We describe an in-progress approach to resolving the opposing goals of speed and accuracy in designing, prototyping, and evaluating the system level performance of near-memory accelerators. Hardware emulators offer high fidelity and speed at the expense of flexibility in exploring the design space. Software simulators can be enormously flexible, but simulation speed suffers if high accuracy is required. Building on past experience of using both these methods, we report on progress with using SystemC simulation for full application level evaluation with eventual synthesis of the accelerator hardware components for emulation.
Introduction Designing, prototyping, and evaluating near memory accelerators is an exercise in triage among the competing goals of speed of design, speed of evaluation and accuracy of metrics. It is desirable to generate design alternatives quickly to help narrow down the large search space. Evaluation speed is required to run the proposed hardware under realistic scenarios with appropriately sized data sets and use cases. Fast evaluation also provides coverage in exploring the large number of design alternatives. However fast turnaround is of little use without confidence in the accuracy of results and understanding of the modeling errors.
Background In prior work [2, 6] we have strived for accuracy of the near memory hardware design and speed of evaluation by developing the Logic in Memory Emulator (LiME) [3] , a hardware/software "swiss army knife" of FPGA-based functions to prototype acceleration modules adjacent to a variety of memory types, while simultaneously capturing and logging external memory requests from both main CPU and accelerator. This emulation approach was very successful in speed of evaluation with only a 20X slowdown from the predicted run time.

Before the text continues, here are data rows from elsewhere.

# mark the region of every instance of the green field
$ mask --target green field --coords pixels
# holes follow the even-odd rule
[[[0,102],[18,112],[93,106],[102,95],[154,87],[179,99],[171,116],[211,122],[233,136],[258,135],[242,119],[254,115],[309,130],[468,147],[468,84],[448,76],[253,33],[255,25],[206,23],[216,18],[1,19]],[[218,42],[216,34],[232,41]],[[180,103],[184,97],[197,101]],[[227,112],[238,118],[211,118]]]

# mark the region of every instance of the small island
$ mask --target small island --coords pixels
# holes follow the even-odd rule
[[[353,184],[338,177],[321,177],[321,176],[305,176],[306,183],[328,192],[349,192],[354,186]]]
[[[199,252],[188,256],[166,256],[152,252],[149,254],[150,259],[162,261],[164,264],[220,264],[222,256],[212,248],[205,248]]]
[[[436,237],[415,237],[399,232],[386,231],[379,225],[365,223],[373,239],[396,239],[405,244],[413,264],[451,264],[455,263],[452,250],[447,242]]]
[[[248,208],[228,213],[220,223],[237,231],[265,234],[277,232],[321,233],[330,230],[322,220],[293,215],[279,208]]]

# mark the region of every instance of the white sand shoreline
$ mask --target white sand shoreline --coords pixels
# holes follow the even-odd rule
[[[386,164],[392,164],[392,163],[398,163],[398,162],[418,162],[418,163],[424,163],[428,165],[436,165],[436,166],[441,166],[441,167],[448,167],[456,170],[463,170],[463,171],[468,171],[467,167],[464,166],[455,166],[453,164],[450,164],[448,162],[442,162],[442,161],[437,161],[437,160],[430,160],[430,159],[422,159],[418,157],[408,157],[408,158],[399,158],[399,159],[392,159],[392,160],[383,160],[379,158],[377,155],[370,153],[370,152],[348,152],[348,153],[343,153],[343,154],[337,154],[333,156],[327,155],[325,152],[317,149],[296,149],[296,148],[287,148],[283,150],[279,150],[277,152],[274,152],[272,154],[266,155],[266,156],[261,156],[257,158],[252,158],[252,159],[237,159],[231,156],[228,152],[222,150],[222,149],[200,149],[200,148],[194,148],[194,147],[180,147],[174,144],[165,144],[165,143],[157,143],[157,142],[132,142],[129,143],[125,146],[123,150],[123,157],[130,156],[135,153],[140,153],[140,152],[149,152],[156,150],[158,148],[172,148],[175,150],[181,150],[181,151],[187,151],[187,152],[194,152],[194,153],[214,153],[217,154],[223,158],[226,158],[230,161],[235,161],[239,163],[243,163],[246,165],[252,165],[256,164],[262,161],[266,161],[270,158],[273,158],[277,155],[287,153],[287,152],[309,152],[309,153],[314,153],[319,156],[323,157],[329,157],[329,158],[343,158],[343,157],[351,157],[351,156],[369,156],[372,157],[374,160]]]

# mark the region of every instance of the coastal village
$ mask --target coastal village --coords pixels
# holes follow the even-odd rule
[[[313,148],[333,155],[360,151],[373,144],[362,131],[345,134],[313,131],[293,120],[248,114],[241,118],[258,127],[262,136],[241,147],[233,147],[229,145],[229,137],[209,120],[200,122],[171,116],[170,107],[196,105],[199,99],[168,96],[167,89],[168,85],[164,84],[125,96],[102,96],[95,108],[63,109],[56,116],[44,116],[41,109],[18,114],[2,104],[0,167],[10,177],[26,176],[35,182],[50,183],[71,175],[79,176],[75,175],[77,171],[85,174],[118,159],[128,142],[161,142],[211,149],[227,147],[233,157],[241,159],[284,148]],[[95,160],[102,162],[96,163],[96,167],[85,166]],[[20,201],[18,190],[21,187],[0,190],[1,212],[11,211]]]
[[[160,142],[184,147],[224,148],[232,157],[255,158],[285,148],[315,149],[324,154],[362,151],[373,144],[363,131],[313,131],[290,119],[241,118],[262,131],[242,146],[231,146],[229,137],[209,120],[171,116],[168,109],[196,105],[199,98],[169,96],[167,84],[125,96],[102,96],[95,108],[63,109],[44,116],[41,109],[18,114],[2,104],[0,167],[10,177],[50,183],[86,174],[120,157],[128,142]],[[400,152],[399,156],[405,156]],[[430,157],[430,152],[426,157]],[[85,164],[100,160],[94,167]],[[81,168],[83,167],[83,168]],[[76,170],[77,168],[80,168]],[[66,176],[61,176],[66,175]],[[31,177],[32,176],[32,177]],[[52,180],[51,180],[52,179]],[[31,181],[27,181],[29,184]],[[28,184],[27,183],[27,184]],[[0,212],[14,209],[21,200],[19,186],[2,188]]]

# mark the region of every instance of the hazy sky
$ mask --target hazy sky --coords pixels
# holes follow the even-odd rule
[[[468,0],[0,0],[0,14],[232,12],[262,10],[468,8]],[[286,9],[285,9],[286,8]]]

In contrast, software simulation typically has thousands of times slowdown. The speed gain was due to the acceleration units being instantiated in FPGA hardware and the application running in hard ARM processors on the Multiprocessor System on Chip (MPSoC).
However, FPGA implementation at the hardware description language level is very slow, limiting design space exploration experiments. While latencies could be varied on the emulation platform for different types of memories, the latency associated with a memory was fixed during the experiment. Additionally, the emulation studies were conducted with a single core and a single accelerator. While these aren't fundamental restrictions to the emulation platform, the time to design FPGA modules and embedded software infrastructure was a significant bar.

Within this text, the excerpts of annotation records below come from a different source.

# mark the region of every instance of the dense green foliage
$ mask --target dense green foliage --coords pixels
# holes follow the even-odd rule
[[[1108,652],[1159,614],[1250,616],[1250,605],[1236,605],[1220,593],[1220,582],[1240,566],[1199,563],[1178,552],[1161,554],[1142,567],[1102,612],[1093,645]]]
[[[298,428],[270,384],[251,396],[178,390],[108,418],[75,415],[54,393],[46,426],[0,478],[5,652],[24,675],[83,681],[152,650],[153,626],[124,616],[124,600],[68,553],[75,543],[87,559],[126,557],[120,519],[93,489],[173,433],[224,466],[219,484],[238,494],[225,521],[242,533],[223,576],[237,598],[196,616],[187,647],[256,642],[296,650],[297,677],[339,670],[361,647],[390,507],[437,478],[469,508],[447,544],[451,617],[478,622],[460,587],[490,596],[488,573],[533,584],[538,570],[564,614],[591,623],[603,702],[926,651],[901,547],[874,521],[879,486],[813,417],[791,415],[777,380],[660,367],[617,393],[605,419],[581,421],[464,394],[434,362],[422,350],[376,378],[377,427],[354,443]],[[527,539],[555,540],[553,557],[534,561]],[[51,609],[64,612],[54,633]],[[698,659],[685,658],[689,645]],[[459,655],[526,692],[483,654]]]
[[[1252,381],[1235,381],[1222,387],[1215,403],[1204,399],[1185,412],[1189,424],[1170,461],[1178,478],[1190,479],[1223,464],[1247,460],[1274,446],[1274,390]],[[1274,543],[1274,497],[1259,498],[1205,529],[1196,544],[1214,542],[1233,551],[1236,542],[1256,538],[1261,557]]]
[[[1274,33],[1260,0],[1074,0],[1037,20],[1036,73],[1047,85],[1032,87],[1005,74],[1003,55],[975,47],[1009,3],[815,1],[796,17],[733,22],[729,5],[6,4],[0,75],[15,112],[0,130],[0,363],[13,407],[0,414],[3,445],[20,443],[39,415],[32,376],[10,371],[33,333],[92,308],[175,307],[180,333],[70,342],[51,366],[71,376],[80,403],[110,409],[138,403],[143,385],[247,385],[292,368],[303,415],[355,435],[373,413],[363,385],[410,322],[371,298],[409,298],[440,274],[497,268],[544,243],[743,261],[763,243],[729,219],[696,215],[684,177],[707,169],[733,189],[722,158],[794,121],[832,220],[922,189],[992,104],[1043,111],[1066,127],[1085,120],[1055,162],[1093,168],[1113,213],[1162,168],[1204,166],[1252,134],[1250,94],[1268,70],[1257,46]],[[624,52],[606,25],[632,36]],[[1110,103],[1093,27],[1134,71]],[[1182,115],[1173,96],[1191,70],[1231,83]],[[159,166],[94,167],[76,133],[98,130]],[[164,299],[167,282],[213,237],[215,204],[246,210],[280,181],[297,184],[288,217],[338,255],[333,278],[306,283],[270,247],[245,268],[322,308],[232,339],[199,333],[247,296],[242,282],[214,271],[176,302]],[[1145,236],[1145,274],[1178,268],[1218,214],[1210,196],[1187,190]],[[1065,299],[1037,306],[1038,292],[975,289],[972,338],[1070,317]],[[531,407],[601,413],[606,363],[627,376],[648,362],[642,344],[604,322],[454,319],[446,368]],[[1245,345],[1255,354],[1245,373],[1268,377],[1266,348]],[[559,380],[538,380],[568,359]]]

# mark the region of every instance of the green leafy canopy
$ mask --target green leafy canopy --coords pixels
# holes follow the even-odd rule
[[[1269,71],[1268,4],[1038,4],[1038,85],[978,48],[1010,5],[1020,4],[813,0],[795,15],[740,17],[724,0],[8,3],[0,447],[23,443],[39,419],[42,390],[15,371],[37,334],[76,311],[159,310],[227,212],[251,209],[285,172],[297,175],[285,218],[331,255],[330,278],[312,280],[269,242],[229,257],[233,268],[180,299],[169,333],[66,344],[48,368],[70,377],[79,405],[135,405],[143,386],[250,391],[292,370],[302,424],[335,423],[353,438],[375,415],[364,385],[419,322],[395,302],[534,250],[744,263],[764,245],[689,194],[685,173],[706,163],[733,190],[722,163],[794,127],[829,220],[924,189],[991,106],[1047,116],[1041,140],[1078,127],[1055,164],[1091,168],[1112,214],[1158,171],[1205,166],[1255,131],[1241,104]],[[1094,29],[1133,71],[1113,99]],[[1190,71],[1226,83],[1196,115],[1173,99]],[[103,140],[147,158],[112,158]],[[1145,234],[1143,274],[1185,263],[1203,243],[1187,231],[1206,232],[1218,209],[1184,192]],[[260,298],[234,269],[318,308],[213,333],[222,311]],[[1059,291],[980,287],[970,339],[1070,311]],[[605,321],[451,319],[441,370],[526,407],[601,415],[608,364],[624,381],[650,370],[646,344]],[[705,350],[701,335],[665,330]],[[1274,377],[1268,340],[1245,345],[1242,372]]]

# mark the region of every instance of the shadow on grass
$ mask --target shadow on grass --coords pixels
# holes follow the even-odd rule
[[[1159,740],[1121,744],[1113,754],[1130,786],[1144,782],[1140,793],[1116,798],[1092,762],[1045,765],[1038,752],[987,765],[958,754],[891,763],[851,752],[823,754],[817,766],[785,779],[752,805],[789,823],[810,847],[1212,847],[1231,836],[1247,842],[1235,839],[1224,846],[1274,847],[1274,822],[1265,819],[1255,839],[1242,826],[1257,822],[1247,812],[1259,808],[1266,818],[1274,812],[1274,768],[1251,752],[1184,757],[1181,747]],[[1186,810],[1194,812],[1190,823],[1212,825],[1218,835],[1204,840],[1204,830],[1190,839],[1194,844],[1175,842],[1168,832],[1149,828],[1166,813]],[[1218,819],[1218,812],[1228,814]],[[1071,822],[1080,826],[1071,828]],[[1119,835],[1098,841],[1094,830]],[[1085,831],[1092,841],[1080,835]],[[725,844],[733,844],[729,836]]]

To mitigate these drawbacks, we used simulation [4] to explore other designs that are difficult to implement in hardware. We ported one of the near memory accelerators, a Key/Value Store lookup engine [6] , to the Structural Simulation Toolkit (SST) [7] , a pluggable discrete event simulation framework. In this simulation we re-implemented the lookup accelerator as an SST component. We validated the simulator using a fixed latency memory model similar to LiME's, and then replaced the memory model with a more realistic HMC model [5] to evaluate features not implemented in LiME. We introduced optimizations and experimented with different numbers of lookup accelerators to evaluate quantitatively the relationships of bandwidth, latency, and load as the number of concurrent lookups increased. In these scaling experiments, we could easily modify the architecture and therefore also studied the effects on performance of doubling the accelerator bus width and increasing the number of outstanding requests to the HMC. The simulation results showed that having a reasonable number of outstanding memory requests is critical to performance, and that eight accelerators could be accommodated before saturating the bandwidth.

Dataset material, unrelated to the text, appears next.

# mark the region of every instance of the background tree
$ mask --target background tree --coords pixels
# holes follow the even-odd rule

With the insight gained from software simulation, it is desirable to continue rapid design space exploration with a path to hardware synthesis. For this effort, we have turned to SystemC [1] , a widely used modeling and verification framework that includes a synthesizable subset supported by many CAD companies. In the modeling and simulation domain, SystemC enables rapid prototyping and experimentation that can be both bit and cycle accurate and is decoupled from the CAD tool flow. When design elements are constrained to a synthesizable subset, those components can be synthesized through the CAD High Level Synthesis (HLS) tool flow. This is particularly valuable when system performance evaluation is required that encompasses both hardware and software. The interfaces between software APIs and hardware modules can be modeled at a cycle accurate level. When desired, the hardware modules can be pushed through HLS to obtain estimates of area and clock frequency. If an FPGA is targeted, the resulting designs can be run in emulation, to re-gain the speed advantage of FPGA emulation. This is a very desirable outcome as we've measured SystemC simulation to be 31,000 times slower than predicted run time and 1,500 times slower than LiME FPGA emulation time.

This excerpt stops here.